“The key to success with Château Montrose“, opined my knowledgeable friend, “is to tuck away a bottle, preferably a wine from an off vintage, in the cellar and then simply forget about it. On returning in fifty years time you will find a vinous pleasure beyond the comprehension of us mere mortals.” Sadly my own tasting experience does not include examples of Château Montrose as they enter their sixth decade, but my friend was quite adamant that the 1952 (actually I forget the vintage – shocking, I know – but it was certainly about this sort of age) was one of the best wines he had drunk in many years. Clearly there is something very special about certain bottles of Montrose.
Etienne Théodore Dumoulin
In researching the history of the vineyards of Bordeaux, it is not uncommon for me to find myself delving into medieval history, with stories of 12th-century fortresses, ancient seigneuries and the Hundred Years’ War. Not so with Château Montrose, which is one of the youngest of all the classed growths of the Médoc. At the end of the 18th century the land which today is the Montrose vineyard was nothing more than heather-encrusted moorland, owned by the Ségur family. In 1778 it was acquired, as part of the Calon-Ségur estate, by Etienne Théodore Dumoulin, who seems to have done little with it other than bequeath it to his children upon his death in 1806.
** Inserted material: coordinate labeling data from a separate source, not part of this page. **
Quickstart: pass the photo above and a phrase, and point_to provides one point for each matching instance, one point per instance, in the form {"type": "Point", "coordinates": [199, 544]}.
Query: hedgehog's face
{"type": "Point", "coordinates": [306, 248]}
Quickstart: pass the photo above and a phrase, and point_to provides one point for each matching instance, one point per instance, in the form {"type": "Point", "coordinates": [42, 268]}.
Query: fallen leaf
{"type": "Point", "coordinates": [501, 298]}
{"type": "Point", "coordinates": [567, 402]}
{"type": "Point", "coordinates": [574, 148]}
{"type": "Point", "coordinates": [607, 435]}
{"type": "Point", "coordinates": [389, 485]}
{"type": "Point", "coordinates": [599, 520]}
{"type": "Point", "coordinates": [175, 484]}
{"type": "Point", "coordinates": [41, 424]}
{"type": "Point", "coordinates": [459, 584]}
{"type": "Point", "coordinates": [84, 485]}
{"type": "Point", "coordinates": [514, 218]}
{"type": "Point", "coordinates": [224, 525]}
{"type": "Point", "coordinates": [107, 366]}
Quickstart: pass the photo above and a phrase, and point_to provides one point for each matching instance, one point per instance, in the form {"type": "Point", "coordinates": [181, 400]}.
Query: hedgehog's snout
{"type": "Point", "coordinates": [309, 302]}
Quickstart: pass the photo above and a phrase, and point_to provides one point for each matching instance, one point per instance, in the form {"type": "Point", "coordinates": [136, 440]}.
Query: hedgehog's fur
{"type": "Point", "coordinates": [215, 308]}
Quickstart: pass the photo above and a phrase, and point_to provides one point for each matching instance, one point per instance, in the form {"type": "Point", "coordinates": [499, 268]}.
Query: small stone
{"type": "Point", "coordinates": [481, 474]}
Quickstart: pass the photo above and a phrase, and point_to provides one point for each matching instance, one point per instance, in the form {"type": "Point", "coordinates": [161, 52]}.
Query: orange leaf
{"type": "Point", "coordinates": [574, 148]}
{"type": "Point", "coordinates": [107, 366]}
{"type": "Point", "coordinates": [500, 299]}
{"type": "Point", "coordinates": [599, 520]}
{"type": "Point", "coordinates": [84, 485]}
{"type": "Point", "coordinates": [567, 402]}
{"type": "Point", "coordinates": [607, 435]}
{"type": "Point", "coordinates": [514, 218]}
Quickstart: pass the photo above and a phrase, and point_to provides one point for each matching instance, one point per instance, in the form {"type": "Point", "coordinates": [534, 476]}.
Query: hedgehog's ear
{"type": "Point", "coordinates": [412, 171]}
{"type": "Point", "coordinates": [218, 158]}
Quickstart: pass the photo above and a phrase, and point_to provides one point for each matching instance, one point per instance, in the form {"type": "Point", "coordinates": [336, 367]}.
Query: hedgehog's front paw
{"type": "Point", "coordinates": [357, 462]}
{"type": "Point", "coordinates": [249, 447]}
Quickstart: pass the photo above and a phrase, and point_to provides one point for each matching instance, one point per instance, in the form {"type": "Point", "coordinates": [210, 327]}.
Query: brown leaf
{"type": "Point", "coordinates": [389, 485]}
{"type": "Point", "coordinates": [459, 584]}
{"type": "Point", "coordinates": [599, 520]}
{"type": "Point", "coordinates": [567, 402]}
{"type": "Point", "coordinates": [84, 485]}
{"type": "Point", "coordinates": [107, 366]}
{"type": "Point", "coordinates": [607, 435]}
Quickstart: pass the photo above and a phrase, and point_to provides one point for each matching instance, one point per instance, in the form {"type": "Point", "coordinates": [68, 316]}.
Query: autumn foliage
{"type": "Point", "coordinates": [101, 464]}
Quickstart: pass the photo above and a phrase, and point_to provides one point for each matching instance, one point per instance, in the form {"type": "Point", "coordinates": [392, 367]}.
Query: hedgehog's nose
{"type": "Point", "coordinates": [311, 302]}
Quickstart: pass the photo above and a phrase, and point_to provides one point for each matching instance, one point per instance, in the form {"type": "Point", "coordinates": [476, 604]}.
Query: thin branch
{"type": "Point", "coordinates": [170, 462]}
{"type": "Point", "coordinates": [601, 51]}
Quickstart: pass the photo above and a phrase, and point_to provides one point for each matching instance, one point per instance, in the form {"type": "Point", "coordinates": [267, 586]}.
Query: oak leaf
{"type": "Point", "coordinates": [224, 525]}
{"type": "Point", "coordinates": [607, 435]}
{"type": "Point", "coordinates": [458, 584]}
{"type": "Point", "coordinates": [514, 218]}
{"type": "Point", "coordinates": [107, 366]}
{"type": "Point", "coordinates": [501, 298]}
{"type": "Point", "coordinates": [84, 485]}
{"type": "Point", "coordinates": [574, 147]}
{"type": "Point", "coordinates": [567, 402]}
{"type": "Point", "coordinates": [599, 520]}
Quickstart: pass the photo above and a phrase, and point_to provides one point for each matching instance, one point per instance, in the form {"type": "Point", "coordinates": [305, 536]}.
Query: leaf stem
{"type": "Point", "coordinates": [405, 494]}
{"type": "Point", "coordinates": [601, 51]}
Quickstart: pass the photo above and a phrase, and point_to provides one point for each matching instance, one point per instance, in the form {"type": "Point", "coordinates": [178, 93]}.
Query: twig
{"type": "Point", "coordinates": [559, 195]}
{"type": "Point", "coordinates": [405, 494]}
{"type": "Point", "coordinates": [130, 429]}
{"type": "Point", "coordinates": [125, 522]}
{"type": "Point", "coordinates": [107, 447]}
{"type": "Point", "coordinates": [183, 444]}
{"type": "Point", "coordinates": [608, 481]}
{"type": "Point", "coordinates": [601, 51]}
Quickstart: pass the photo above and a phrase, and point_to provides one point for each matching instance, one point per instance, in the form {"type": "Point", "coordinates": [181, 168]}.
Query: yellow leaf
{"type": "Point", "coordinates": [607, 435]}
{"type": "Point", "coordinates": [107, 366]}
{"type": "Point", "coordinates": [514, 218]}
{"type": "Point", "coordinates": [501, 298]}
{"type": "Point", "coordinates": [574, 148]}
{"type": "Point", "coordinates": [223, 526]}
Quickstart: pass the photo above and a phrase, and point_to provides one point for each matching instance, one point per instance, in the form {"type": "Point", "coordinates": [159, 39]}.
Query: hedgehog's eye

Of his three children it was one of his sons, also named Etienne Théodore, who took control. His attention was drawn to part of the estate, a plot of land to the south of the Calon vineyard and adjacent to the Gironde, entitled La Lande de l’Escargeon, the situation of which was such that it clearly had potential as a vineyard. Indeed, having cleared the heather and scrub he discovered that the soil beneath to be gravelly and thus eminently suitable for the vine. Planting was underway by 1815, with good results, and by 1820 Dumoulin had expanded the vineyard and erected a small château (below). Fast work indeed!